A trophy hunter friend of mine once said, " Catching big fish is not all that difficult, just fish big fish waters, and fish em when they're bitin'. So simple, yet so profound.
The Lake of the Woods fits the bill as big fish waters, and July and August fits the time!
I know, I know, what about June? Isn't that the best month to fish walleye in Canada? If you talk to resort owners up north, they would tell you that they wish all months were like June for bookings. But what does bookings have to do with catching fish.
From my experience, July and August action can be fast and furious on the Canadian Shield's most famous lake. A time when you can encounter large numbers of aggressive fish concentrated in key areas.
Some of the best action takes place on long points that jet out to the lake's main basin, and on main lake underwater humps. This occurs when the main lake warms sufficiently and those big sows regroup after leaving the shoreline areas. These fish are aggressive and go on a feeding spree, keying on ciscos, crayfish, and perch. This phenomenon starts happening about the first of July.
Another fishing hot spot is the flats that border off shore islands. An off shore island is nothing more than an off shore hump that comes out of the water, so don't miss this key location. The medium to bigger sized islands seem to produce better. Also a key on this is that island be rock and boulder strewn.
Presentations remain basic. Jigs and live bait rigs will do nicely for working humps. For the flats it's a bottom bouncer and spinner rig. Cover water, and cover it fast, here. I probably use a bouncer and spinner rig approximately 60 to 70% of the time.
Let's not get ahead of ourselves. When fishing any body of water first thing you need to do is study your map to develop a plan of attack (milk run). You should key in on areas that have deep water near by and concentrate on the features mentioned above close to that deep water.

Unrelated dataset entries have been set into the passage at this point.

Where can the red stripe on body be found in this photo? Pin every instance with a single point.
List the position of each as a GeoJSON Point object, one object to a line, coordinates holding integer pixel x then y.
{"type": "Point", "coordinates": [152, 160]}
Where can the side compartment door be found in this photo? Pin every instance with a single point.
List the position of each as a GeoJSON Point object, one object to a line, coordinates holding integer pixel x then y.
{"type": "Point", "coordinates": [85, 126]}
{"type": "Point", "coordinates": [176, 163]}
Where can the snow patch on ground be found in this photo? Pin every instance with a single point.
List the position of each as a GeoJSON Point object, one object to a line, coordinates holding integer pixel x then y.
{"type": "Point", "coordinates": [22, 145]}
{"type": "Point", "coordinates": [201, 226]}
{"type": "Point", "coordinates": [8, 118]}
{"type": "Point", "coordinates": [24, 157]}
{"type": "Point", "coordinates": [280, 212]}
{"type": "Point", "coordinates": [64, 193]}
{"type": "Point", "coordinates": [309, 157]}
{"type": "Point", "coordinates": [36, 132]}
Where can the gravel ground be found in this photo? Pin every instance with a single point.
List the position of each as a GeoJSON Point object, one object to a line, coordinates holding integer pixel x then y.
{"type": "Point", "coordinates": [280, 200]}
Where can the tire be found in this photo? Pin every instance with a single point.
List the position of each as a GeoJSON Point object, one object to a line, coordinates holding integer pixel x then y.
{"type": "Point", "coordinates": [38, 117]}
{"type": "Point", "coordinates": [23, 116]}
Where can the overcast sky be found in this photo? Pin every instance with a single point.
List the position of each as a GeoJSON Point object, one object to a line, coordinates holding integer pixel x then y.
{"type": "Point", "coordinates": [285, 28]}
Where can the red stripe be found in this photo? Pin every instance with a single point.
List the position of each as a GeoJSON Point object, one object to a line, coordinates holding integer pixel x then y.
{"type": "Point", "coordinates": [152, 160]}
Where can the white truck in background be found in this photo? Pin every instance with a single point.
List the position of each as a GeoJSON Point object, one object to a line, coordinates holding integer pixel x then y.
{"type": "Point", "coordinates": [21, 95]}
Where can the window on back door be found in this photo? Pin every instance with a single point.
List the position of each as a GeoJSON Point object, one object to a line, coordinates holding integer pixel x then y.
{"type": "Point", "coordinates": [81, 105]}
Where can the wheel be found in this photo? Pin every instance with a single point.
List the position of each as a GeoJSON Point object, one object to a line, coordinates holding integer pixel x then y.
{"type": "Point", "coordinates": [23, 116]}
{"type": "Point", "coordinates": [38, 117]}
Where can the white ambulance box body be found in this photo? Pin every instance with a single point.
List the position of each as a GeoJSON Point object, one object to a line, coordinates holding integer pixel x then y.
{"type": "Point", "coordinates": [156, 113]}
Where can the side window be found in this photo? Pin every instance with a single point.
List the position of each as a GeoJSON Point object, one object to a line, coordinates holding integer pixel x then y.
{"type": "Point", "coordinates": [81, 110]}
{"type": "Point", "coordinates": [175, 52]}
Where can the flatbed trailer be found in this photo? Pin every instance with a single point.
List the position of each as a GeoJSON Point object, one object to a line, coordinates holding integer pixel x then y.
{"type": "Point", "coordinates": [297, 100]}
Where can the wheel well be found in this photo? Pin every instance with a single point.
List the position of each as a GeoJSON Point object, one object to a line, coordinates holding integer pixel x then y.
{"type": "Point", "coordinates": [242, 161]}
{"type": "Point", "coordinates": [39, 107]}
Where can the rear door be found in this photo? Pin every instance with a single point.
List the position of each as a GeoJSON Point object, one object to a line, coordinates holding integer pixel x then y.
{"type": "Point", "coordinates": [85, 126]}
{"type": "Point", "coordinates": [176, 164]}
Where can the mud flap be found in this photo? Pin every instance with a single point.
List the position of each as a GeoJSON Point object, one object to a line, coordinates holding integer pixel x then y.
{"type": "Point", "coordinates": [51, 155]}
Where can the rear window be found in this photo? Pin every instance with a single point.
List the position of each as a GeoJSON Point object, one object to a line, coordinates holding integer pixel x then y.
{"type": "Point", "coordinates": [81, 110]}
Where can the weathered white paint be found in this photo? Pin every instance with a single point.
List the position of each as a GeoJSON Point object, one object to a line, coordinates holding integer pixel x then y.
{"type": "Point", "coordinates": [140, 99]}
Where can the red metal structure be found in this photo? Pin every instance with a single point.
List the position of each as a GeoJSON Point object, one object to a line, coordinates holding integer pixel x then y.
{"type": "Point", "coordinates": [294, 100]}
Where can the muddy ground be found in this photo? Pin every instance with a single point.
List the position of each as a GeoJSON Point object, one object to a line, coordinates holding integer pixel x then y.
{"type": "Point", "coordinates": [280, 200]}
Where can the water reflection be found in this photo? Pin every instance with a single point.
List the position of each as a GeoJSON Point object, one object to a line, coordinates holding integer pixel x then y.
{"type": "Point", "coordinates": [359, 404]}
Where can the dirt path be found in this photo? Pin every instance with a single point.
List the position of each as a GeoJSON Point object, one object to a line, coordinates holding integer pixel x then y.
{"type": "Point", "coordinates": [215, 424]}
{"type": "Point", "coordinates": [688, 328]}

After laying out our plan, we are ready to hit the water. Most fish are deeper (20 foot range) this time of year, so we should use our sonars to locate them and then throw out a marker buoy in the case of the humps or points.
However, there is also significant part of the population that moves shallow and these are usually bigger than the deeper fish. They are most easily caught on the shallow off shore humps using #9 Shad Raps. Humps that top off at 3 to 8' seem to produce best.
For flats, run over a likely suspect with your boat, and if you mark one fish, go back and work with a spinner rig. Remember if you see one, there's probably a dozen that you didn't see.
So if May or June has been a hit or miss proposition for you, time to re think your strategy. Give July and August a try!